Gilles Deleuze, precisamente en un apartado sobre Lucrecio al final de Lógica del sentido, sostiene que «el simulacro es, pues, insensible; solo es sensible la imagen que porta la cualidad y que está hecha de la sucesión muy rápida» (2005:289). Si en el libro de Durand el cielo está articulado poéticamente como un simulacro es porque existe una consciencia «de imagen» y no «de objeto». El cielo en tanto objeto se escapa en cada poema, se escabulle, y lo que queda son apenas algunas de sus imágenes en forma de corpúsculos o, en palabra de Merleau‒Ponty: «la vibración de las apariencias de la que surgen las cosas» (2012:47). En uno de los poemas leemos: «Estuvo por llover pero no llovió, estuvo por retroceder el aire hacia el verano pero no; todo casi pero no» (2005:15). Ese «casi» parecería ser el lugar de articulación del cielo como simulacro, una especie de amague palpable de los fenómenos meteorológicos. El cielo no aparece como algo efectuado en lo decible, como una estampa acabada y cerrada sobre sí misma, sino como un acontecimiento inestable y efímero: «eeaaa!!! una estrella fugaz casi invisible abre el pelaje negro de la oscuridad, pero nadie ha visto nada, no se escuchan comentarios» (2005:7). El grito de sorpresa viene a subrayar esa «nada» apenas perceptible, el tiempo minúsculo que dura el avistamiento de la estrella fugaz, de su fulgor, la velocidad acelerada con la que se componen y se disipan las imágenes en el cielo: el observador no alcanza a pronunciar palabra que la estrella ya desapareció. La relación entre las palabras, la caducidad del presente y el devenir del tiempo se vuelve desfasada: aviones, estrellas fugaces, el viento; todo parece moverse más rápido que el lenguaje, entonces se comprende que las palabras tengan que acelerarse a la velocidad de una onomatopeya para dar en el blanco de eso que parece escaparse en cada poema:
Esaaa!!! se pelarán los árboles!!! se doblarán las ramas!!! seré el muerto que oculto habló todo el verano aceitoso, de los ocios me corro y me levanto para hundirme en los finales de la vida, ...hhsaaaaa!!!! se van todos los colores!!! basta con el dolor mortal del brazo izquierdo!!! basta de andar en páata!!! aaassssa!!! khsh khshs khshzz! brumm brumm rrsssszz!!! (2005:12)

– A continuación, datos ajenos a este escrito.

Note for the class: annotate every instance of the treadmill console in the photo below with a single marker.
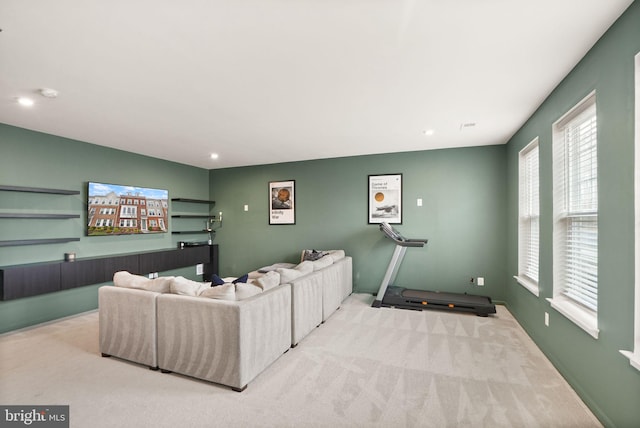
(395, 236)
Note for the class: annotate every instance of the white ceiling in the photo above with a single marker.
(267, 81)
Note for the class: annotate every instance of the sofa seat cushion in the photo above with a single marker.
(128, 280)
(221, 292)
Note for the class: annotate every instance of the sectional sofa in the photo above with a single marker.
(226, 334)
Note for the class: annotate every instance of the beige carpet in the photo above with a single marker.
(364, 367)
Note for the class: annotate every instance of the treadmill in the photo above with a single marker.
(405, 298)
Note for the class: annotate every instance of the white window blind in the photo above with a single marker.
(634, 356)
(576, 206)
(529, 217)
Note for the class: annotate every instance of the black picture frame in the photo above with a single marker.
(384, 197)
(282, 207)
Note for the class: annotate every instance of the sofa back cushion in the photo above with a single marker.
(288, 275)
(186, 287)
(128, 280)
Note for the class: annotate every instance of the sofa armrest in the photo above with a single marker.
(127, 324)
(226, 342)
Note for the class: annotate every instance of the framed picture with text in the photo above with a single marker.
(385, 199)
(282, 208)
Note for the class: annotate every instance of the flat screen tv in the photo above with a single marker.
(115, 209)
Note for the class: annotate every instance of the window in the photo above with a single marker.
(634, 356)
(529, 217)
(575, 213)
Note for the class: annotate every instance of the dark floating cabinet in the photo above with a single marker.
(39, 216)
(47, 277)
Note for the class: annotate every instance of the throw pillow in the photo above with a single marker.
(268, 280)
(322, 263)
(337, 255)
(312, 255)
(221, 292)
(244, 290)
(216, 280)
(275, 266)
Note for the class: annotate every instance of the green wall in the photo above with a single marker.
(594, 367)
(469, 215)
(463, 216)
(34, 159)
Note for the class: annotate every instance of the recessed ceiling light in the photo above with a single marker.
(24, 101)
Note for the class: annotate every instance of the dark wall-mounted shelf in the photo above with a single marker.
(17, 242)
(192, 216)
(39, 190)
(193, 201)
(40, 216)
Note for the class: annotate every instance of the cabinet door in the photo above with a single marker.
(82, 272)
(25, 281)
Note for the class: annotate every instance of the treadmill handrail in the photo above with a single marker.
(396, 237)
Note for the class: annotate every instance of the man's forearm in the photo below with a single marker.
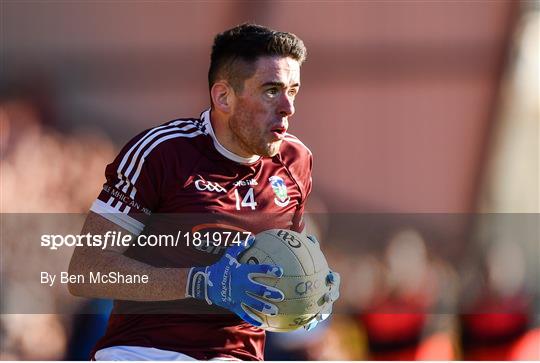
(161, 283)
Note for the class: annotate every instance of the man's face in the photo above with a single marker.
(261, 112)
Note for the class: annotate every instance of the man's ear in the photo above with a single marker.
(222, 96)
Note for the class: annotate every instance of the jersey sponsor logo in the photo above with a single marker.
(280, 190)
(203, 185)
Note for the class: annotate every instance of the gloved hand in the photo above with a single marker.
(332, 281)
(230, 284)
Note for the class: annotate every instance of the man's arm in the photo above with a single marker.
(163, 283)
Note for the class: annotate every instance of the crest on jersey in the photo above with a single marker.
(280, 190)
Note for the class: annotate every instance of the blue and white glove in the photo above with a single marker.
(332, 282)
(230, 284)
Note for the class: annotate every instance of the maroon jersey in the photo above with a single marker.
(178, 179)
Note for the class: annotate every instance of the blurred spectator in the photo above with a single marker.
(42, 171)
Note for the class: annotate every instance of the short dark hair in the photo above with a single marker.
(245, 43)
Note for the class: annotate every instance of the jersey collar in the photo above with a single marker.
(220, 148)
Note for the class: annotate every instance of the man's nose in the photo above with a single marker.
(286, 105)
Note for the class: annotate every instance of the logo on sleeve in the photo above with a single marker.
(280, 190)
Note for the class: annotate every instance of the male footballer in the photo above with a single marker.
(233, 171)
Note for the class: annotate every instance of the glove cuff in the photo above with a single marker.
(196, 286)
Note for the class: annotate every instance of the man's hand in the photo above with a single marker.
(332, 282)
(230, 284)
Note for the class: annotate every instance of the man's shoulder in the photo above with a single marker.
(177, 134)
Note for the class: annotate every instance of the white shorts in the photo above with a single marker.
(129, 353)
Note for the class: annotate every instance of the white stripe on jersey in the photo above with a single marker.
(156, 143)
(292, 138)
(151, 135)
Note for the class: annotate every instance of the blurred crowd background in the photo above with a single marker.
(423, 119)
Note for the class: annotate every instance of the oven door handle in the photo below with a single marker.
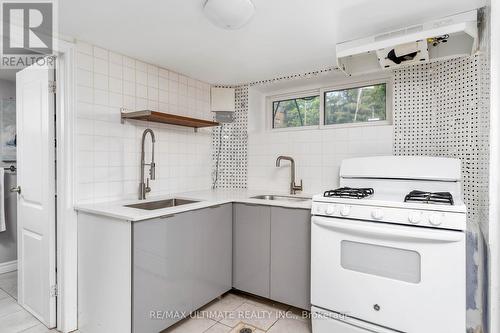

Este es el poema que cierra la parte de «verano». La onomatopeya es una zona de desboque de lo visible y lo decible, abre una zona de derrape del poema donde finalmente el observador parece revelarse, irrumpir entre esas cosas miradas —«seré el muerto que oculto habló todo el verano»— para reducir las palabras a sonidos, ruidos de motores —«brummm»— o golpes/latigazos —«khsh»— pero donde la relación entre lo visible y lo decible se vuelve pura materia sonora. Veamos otro poema, el primero del otoño:
Costas resecas, costras de barro que se arquean, son nubes con azul
gris y violeta, una mezcla que da un color que no conozco por nombre,
en otras partes, a este cielo que amenaza con los próximos fríos,
se le escapa, por diversas puntas, una fulguración blanquecina amarilla naranja
que tampoco se puede simplificar; ah, privaciones del otoño,
nubes alejadas que muestran una vieja cosa que fue de nuestra propiedad
hace algún tiempo. Alguien ha pasado, a la que te criaste, una espátula
de lacas grises, como lambidas rápidas, a la parte más alta del aire
para darle color a los fresquetes que se avecinan. (2005:15)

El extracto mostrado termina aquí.